Drinking wine with the guys and watching 7 Pounds.
Looking back I guess I could have changed that to beer and Die Hard.
whoa...plan B gets you drunker quicker.
my roommate left her license, credit card, and cellphone on her desk. I feel like this is a trap.
Have thirty minutes until my shift starts. My heart says liquor store but my future says no
He texted me for a bootycall at 2:00am so I rolled outta bed and shaved my legs but then he decided he wasn't coming over...he lost his bootycall privileges
I was wondering if I fell or perhaps got hit by a truck, then I remembered, it's cause I did a splits contest at the bar
He stole the megaphone off an ATM then we drove around so he could tell people not to jaywalk.

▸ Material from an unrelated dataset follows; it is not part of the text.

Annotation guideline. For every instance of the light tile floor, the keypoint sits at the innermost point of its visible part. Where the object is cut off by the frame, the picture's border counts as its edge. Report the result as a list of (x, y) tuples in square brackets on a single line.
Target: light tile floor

My password hint says "not sunset, also facebook." i need to stop doing computer things while high. I will never figure this clue out.
Ahh good point. I got some interesting mental pics and I'm slowly entering a "fuck it, lets do weird shit" phase sexually, but you may have already figured that out since I've been fucking you sideways and upside down a lot lately.
I don't believe in coincidence. I believe in the stars aligning perfectly to sodomise me in public. Who ever said I was cynical?
I wish I were single again so I could actually have sex.
drunk and crying about Shakespeare- how's your night?
Pretty sure one of my drivers stopped to get laid while he was delivering a pizza. Is it appropriate to give him a write-up AND a high-five?
BITCH I AM EXPERIENCING THE FEMININE MYSTERY SHUT UP AND GIVE ME DRUGS
Woke up next to a slice if pizza. From what i can tell I tried to plug it into my phone charger. No more blackout wednesdays for this girl.